Informed choice — the key to health
The difference between restriction and balance is the difference between fear and knowledge. Restriction comes from fear — of fat, of sugar, of calories. Balance comes from knowledge — of what our body does with different foods, and when and how much of them serves us well. Informed choice doesn't mean knowing the calories of every food. It means understanding the principles — and then trusting yourself.

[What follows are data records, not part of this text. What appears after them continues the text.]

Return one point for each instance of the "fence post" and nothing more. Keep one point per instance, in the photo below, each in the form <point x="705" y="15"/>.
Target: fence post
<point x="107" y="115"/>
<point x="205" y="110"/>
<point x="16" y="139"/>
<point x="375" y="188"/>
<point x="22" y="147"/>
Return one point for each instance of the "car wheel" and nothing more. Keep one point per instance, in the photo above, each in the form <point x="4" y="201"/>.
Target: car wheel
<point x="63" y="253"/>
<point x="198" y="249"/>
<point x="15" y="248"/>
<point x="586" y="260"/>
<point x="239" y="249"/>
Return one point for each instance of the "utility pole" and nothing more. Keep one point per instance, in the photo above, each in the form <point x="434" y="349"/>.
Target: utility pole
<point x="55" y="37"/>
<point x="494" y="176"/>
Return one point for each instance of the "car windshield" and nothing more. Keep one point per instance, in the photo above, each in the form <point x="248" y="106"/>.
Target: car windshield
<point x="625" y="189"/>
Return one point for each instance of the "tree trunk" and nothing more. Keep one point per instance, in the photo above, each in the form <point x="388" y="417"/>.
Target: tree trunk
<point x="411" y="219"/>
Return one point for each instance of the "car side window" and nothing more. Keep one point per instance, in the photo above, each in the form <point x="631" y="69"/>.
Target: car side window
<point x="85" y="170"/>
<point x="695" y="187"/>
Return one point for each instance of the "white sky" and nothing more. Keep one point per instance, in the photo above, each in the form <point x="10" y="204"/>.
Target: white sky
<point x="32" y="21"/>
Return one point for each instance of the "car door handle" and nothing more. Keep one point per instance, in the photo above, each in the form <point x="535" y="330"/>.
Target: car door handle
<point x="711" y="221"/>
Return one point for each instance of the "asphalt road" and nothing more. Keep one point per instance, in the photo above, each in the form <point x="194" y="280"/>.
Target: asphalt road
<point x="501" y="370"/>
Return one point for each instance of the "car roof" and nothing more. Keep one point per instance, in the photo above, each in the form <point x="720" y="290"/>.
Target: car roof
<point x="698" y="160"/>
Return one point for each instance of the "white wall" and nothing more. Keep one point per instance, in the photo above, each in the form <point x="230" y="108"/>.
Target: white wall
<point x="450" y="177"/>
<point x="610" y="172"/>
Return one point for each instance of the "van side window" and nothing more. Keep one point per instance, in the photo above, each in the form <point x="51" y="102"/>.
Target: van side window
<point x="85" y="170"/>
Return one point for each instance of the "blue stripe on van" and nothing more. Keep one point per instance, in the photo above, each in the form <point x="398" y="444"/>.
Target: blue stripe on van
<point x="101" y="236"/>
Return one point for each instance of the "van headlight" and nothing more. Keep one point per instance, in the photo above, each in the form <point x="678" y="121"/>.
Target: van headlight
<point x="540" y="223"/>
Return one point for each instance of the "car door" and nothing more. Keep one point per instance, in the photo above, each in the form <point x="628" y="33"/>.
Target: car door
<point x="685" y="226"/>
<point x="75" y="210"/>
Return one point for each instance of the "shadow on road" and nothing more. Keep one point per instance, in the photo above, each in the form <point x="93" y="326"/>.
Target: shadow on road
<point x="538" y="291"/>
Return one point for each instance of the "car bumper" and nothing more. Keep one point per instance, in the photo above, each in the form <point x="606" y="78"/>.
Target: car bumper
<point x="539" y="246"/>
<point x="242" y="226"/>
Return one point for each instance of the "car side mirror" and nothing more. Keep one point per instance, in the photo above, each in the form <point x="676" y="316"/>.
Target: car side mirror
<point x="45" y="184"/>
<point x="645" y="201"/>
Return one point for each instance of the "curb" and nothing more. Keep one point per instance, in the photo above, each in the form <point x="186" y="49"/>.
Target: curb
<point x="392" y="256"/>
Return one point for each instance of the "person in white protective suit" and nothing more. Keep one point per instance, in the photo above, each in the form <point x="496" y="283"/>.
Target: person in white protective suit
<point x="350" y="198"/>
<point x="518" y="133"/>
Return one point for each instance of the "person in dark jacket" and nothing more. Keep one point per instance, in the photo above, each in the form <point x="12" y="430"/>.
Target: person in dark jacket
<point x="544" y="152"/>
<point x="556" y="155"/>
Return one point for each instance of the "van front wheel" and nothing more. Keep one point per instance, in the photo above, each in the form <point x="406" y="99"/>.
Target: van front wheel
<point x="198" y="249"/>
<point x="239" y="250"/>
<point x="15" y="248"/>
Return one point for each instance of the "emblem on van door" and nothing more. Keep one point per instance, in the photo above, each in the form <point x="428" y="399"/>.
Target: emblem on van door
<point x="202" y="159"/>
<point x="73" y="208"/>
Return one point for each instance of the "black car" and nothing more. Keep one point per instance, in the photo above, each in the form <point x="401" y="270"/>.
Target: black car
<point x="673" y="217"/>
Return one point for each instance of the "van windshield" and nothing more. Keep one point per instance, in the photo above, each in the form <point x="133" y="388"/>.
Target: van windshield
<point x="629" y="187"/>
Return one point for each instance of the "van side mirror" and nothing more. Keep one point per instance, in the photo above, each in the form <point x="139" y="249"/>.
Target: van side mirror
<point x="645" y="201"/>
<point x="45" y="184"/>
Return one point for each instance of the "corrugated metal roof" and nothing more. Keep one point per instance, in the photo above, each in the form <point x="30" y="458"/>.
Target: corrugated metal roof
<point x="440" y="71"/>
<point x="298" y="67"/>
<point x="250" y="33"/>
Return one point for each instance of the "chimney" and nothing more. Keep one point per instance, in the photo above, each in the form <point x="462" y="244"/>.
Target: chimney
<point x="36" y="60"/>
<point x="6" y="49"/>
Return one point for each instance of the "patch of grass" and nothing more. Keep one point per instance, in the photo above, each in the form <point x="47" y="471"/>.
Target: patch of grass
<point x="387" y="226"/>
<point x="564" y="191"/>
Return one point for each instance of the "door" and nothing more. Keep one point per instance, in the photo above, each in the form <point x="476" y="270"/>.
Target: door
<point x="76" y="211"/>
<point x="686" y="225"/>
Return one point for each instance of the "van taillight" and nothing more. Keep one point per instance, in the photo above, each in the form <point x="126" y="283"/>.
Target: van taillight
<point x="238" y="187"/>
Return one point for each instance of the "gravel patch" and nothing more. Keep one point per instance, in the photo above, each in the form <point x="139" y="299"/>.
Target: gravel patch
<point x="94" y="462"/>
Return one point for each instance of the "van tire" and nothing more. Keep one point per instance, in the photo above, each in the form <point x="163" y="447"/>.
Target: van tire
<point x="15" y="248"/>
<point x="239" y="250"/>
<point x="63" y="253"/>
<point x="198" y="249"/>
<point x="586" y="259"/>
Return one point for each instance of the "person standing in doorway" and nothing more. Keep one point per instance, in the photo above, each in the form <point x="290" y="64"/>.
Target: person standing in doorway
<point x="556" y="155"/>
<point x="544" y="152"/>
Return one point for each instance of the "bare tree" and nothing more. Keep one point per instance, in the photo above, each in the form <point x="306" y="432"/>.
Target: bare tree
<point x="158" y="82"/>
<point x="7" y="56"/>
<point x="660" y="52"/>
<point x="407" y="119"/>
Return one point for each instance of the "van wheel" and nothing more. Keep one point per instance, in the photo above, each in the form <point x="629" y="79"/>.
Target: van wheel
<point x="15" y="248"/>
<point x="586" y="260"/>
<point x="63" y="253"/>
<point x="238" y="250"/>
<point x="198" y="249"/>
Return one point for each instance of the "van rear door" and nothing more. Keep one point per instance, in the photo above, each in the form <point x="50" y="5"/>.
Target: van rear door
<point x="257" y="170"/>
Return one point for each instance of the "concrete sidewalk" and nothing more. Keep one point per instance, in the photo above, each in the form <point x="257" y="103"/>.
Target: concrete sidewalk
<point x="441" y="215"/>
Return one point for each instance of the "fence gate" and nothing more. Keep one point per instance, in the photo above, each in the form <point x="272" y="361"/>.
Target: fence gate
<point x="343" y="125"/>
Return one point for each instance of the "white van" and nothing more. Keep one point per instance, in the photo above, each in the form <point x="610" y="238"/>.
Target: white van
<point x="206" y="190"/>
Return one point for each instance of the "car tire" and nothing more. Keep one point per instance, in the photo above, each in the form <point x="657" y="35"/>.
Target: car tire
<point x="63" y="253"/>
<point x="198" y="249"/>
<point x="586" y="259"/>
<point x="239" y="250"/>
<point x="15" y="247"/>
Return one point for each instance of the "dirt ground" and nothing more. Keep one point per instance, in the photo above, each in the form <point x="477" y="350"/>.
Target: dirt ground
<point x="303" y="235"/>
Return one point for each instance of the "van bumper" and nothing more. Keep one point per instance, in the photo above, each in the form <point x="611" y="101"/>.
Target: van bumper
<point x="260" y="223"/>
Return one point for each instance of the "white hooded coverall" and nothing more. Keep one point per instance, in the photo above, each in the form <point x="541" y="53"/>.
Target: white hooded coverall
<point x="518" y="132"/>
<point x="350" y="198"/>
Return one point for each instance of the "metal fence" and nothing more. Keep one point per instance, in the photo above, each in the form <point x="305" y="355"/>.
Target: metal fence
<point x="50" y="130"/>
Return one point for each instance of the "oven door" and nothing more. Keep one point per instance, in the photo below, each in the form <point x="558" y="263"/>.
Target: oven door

| Principle | What it means in practice |
|---|---|
| Variety beats perfection | No single food is enough and no single food is a catastrophe. The body needs a broad spectrum of nutrients. |
| Quality beats quantity | A little high-quality chocolate is different from a lot of industrial chocolate. The body feels the difference and you're satisfied with less. |
| Context matters | A birthday cake is not the same as an everyday snack. Awareness of the situation matters more than the particular food. |
| Listen to the body, not the rules | Hunger, fullness, the craving for something sweet — these are all signals. The task is to learn to listen to them. |
| Pleasure is health | Eating with pleasure, without anxiety, is linked to better health. A smile at the table is a nutrient. |
Our place in this story
We make gelato, cakes and chocolate bonbons. We know these products aren't everyday food, and we don't claim they are. But we believe they have their place in a balanced life — and not as an exception, a sin or a weakness. They are moments. The moment with a child in the garden, on the square. The conversation with a friend over a slice of cake. The small personal pleasure at the end of a busy day.
If you're going to eat something sweet — and we believe you sometimes should — let it be made from real ingredients. Butter, not palm oil. Fresh fruit, not concentrates. Real chocolate, not imitation. Quality sweets aren't 'healthy' — they are the better choice within their category, and that difference matters.
What balance looks like in practice
Balance is not a formula. It's not the 80/20 rule, not intermittent fasting, not any of the thousands of diet systems. Balance is personal — built from your needs, rhythm, pleasures and values. But a few practical questions can help:
- Am I eating with enough variety — different colours, groups and flavours?
- Am I eating with attention, or automatically in front of a screen?
- Do I like what I'm eating? Pleasure is an indicator, not a sin.
- Do I feel good after eating? The body gives feedback.
- Do I carry guilt around food? If so — perhaps the restrictions are too strict.
- Do I allow myself the special moments without justification?
We don't tell you what to eat — no one should. If you choose a slice of cake, eat it with pleasure, not guilt. If you choose gelato, enjoy every scoop. Health isn't only in what we eat — it's also in how we eat, in the people we share food with, and in the smile we finish a meal with.
- Does balance mean I can eat whatever I want?
- Balance isn't a lack of attention — it's mindful attention without guilt. Variety, quality and context matter. A slice of quality cake on a special occasion fits beautifully into a balanced life.
- Is sugar bad?
- The problem isn't sugar in itself, but the amount, frequency and quality. A little quality dessert is biochemically different from a litre of fizzy drink.
- Why do strict diets often fail?
- Because prohibition intensifies craving (the 'white bear effect') and leads to a cycle of abstinence and overeating. Moderation is more sustainable than strict restriction.